まぁそんな人物達の狙いなど比古清十郎は一蹴して来た訳で、セカンもそんな様子を見てきたのだ。大方媚びを売ってるか、裏があるかどうかも大体セカンにもわかる。だがアニス程露骨に雑な媚び売りはセカンは見たことはなかった、誰が見てもわかるほどの媚び売りは。
(・・・師匠にはあまり会わせたくないな。途端に不機嫌になる様子が完璧に浮かんじゃうから・・・それに下手に約束を取り付けたら取り付けたで、後が結構しつこそうというか・・・そんな感じがするし)

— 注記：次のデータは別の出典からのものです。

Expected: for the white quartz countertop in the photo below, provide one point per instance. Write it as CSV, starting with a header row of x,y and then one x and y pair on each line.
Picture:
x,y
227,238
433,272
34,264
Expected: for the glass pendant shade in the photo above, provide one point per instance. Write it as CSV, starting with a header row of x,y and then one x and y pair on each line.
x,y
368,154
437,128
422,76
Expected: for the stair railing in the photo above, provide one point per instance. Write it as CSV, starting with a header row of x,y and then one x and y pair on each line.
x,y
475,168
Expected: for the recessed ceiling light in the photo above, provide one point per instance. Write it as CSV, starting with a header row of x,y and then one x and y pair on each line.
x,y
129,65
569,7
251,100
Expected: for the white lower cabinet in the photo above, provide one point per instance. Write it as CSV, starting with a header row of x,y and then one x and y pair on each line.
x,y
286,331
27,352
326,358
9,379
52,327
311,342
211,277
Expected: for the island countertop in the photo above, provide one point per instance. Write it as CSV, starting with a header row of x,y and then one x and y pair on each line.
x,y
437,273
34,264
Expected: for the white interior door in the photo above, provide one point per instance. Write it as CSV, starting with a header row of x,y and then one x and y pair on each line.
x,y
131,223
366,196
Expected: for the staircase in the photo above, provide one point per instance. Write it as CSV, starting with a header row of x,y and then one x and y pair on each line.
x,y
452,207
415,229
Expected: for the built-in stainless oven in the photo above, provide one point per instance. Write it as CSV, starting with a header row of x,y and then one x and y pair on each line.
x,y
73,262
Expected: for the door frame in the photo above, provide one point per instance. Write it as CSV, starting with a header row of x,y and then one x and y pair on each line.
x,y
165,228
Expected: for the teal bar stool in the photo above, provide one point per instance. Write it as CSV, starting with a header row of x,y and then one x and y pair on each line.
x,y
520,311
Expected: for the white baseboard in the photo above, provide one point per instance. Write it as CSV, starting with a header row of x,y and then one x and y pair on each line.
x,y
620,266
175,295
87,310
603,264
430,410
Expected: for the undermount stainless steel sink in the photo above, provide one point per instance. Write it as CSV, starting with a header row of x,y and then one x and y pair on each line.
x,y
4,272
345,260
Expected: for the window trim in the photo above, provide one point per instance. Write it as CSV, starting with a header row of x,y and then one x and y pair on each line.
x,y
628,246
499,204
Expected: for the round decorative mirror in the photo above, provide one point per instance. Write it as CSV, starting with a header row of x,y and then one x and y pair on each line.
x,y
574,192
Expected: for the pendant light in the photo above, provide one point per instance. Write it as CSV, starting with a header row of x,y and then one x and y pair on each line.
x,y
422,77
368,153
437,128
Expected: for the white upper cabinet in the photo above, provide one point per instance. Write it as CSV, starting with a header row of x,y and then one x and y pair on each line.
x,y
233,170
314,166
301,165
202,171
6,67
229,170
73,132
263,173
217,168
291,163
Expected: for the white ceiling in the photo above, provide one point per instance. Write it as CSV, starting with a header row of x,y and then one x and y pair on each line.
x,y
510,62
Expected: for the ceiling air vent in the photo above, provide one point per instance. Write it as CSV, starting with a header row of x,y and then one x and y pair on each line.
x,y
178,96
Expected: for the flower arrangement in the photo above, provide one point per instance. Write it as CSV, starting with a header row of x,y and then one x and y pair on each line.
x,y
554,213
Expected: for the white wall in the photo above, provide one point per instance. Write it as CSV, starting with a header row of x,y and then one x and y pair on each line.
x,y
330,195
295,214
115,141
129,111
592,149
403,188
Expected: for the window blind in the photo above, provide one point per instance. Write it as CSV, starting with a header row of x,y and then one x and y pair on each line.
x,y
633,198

そしてそんな様子だからこそ、セカンは釘を刺そうと思ったのだ。タルタロスがどこまで自分の目的地である小屋に近付いてくれるかは知らないが、もし少し立ち寄ろうかなどとなった時すぐに媚びを売るアニスの姿とその姿にしかめっつらを浮かべる比古清十郎の姿が。
よしんば寄らないなどという事態になっても媚びを売られ続けるのは自分、故にセカンは望みがないことを告げたのだ。自分の為にも。



「ハハ・・・まぁ陶器の事はともかくとして、少しの間だけですがよろしくお願いします」
しかしそんな内心などおくびにも出さず、乾いた笑い声を出すとセカンは礼儀正しく頭を下げる。